Однажды Елисееву пришлось отлучиться из Нью-Йорка на неделю, и в его отсутствие квартиру ограбили. Воры унесли радио, телевизор, все ордена, шашку и урну с прахом Инны Яковлевны. “У полковника Елисеева жену украли!” – горько шутили его друзья.
В эмигрантских воинских организациях и союзах велось еще чинопроизводство, и полковника Елисеева решили произвести в генералы. “Полковником покинул Россию, полковником и умру”, – ответил он. Так полковником он и скончался, кажется, в середине 70-х годов.
В нашем доме тоже жили русские. В 1962 году к нам переехал художник Анатолий Григорьевич Гороховец с супругой Клавдией Сергеевной. Интересный, остроумный человек, он занимался в Советском Союзе иллюстрацией детских книг, но был одновременно хорошим пейзажистом в стиле русского импрессионизма…
Не владея английским языком и не имея возможности продавать свои картины, Толя (мы вскоре перешли на “ты”) прирабатывал случайными заказами по реставрации картин. К счастью, его жена хорошо знала английский, быстро нашла работу и тем содержала семью. Толя обладал большим чувством юмора и интересно рассказывал о годах гражданской войны, когда он служил в Красной Армии. Мне запомнилась одна песенка того времени, которую он напевал:
Товарищ, товарищ,
Болять мои раны,
(одну строфу позабыл)
Одна заживает, другая нарывает,
А третья открылась на боке (!)
Толя говорил мне, что в молодости мечтал стать актером, но как-то не вышло. Однако актерские его гены перешли к его сыну Пете, который выступает на американской сцене, по телевидению и в фильмах под именем Питер ван Берг.
Сидя большую часть дня дома, Толя проводил много часов в разговорах по телефону. Во время этих разговоров он что-то чиркал на бумаге. Когда мы, его друзья, увидели эту чиркатню, то прямо восхитились ею: оказалось, что Толя подсознательно создавал фантастические, сюрреальные пейзажи, населенные какими-то полуживотными, полулюдьми. То был мир, отличный от более обыкновенных, импрессионистических работ. После смерти отца его сын устроил выставку живописных работ и рисунков Толи в музее им. Рериха в Нью-Йорке. Жаль, что творчество этого незаурядного художника осталось мало замеченным. Увы, такова судьба очень многих, и не только эмигрантских художников.
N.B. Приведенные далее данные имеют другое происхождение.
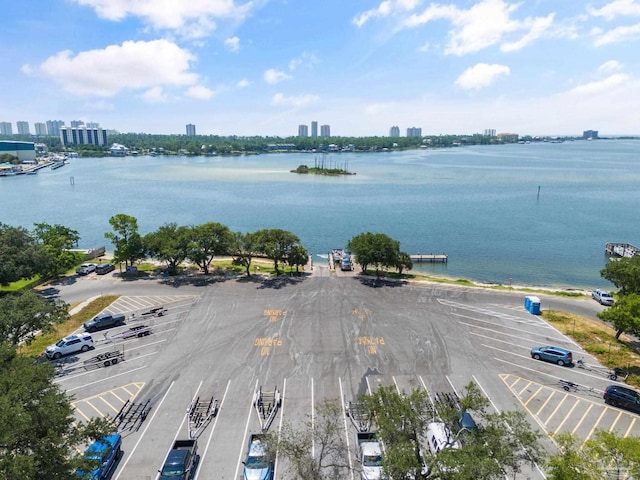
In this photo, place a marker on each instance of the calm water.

В течение нескольких лет жил в нашем доме украинец Всеволод Майданский, сын священника, паникадило которого висело на видном месте в гостиной. Сотрудник каких-то благотворительных организаций, Майданский много путешествовал и побывал в Австралии, где работал среди аборигенов… У них действовало племенное правосудие, и приговор выносился советом старейшин. Если преступление оказывалось очень серьезным (например, кровосмесительство), главный судья, взяв кость кенгуру, направлял ее на провинившегося и говорил: “Ты умрешь!” Смертный приговор путем внушения действовал безотказно – приговоренный переставал есть и умирал от голода. Кстати, Всеволод Майданский брал некоторое время уроки живописи у Толи Гороховца. Потом, несколько лет спустя, мы узнали, что Майданский стал епископом Украинской церкви.
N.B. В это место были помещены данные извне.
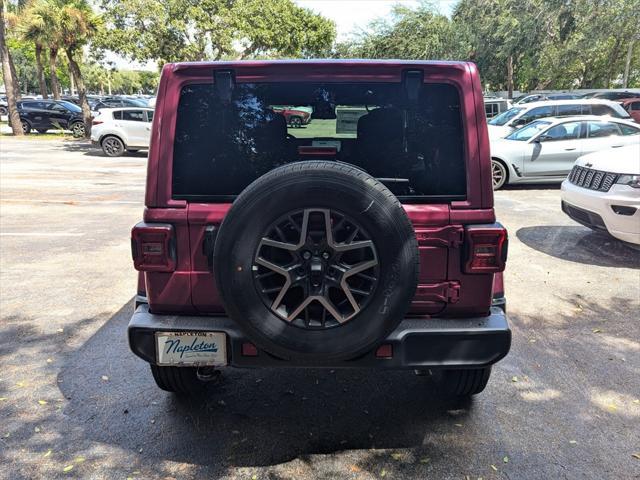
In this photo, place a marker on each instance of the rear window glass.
(133, 115)
(414, 147)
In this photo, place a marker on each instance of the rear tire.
(179, 380)
(26, 127)
(499, 174)
(77, 129)
(325, 189)
(465, 382)
(112, 146)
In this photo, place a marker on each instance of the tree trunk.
(82, 92)
(53, 71)
(510, 76)
(627, 63)
(40, 71)
(9, 79)
(16, 79)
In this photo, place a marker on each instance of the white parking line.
(72, 202)
(40, 234)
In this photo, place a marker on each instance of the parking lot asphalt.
(75, 403)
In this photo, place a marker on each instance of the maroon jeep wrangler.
(366, 240)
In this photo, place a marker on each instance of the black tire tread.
(285, 175)
(179, 380)
(466, 382)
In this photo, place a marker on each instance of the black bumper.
(416, 343)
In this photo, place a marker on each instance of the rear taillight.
(486, 249)
(153, 247)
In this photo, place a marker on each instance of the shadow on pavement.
(250, 417)
(565, 390)
(579, 244)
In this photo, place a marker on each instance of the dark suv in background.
(367, 239)
(43, 115)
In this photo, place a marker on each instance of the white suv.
(519, 115)
(602, 192)
(119, 130)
Квартира моей матери состояла из пяти комнат, две из которых она сдавала. В одной из них жил наш старый друг еще по беженским лагерям в Германии, Андрей Андреевич Лисовский… Сын богатых родителей, он еще до революции увлекся учением Рудольфа Штейнера, бросил университет и всю свою жизнь посвятил антропософии, за что серьезно поплатился в советское время. Его двоюродный брат эмигрировал в начале 20-го века во Францию и стал там известным художником Леопольдом Сюраваж. Андрей Андреевич провел многие годы в ссылках за свои религиозно-философские убеждения, главным образом в Средней Азии. В Бухаре он встречался с местными евреями, очень гордившимися тем, что они не прошли свой путь через Европу, а попали в Среднюю Азию через Индию. И сефардов, и ашкенази они называли “апикорцами”, т. е. эпикурейцами, беззаконниками.
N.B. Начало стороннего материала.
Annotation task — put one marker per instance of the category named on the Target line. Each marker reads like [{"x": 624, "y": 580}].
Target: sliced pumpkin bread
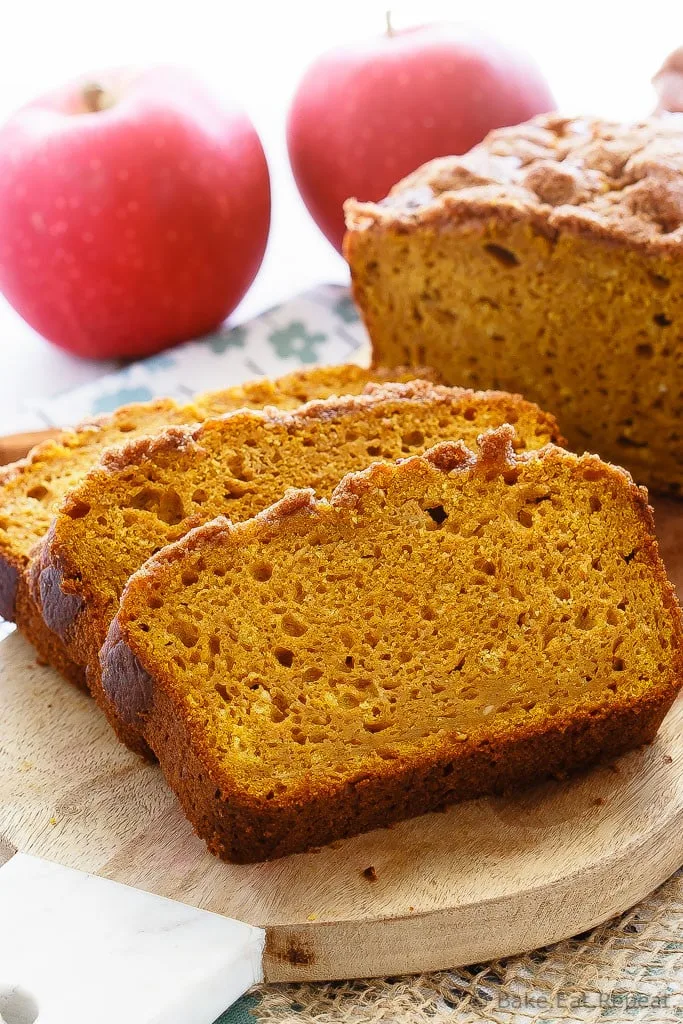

Андрей Андреевич много рассказывал нам об учении Рудольфа Штейнера, надеясь, что мы увлечемся им, но мы оставались глухи. Одна антропософская теория мне, однако, понравилась. Согласно теории о перевоплощении душ многократные реинкарнации должны очистить душу. Но что же происходит, если душа не поддается исправлению? Вечные скитания и муки? Нет! Не поддающиеся очищению души становятся обезьянами. Не мы происходим от них, а они от нас. Они – наши трагические братья, отходы человечества, брак. При всей абсурдности этой теории, в ней заложена какая-то иррациональная, почти художественная правда. Взгляните на трагические глаза обезьян, на их ужимки и прыжки! Им так хочется снова стать людьми!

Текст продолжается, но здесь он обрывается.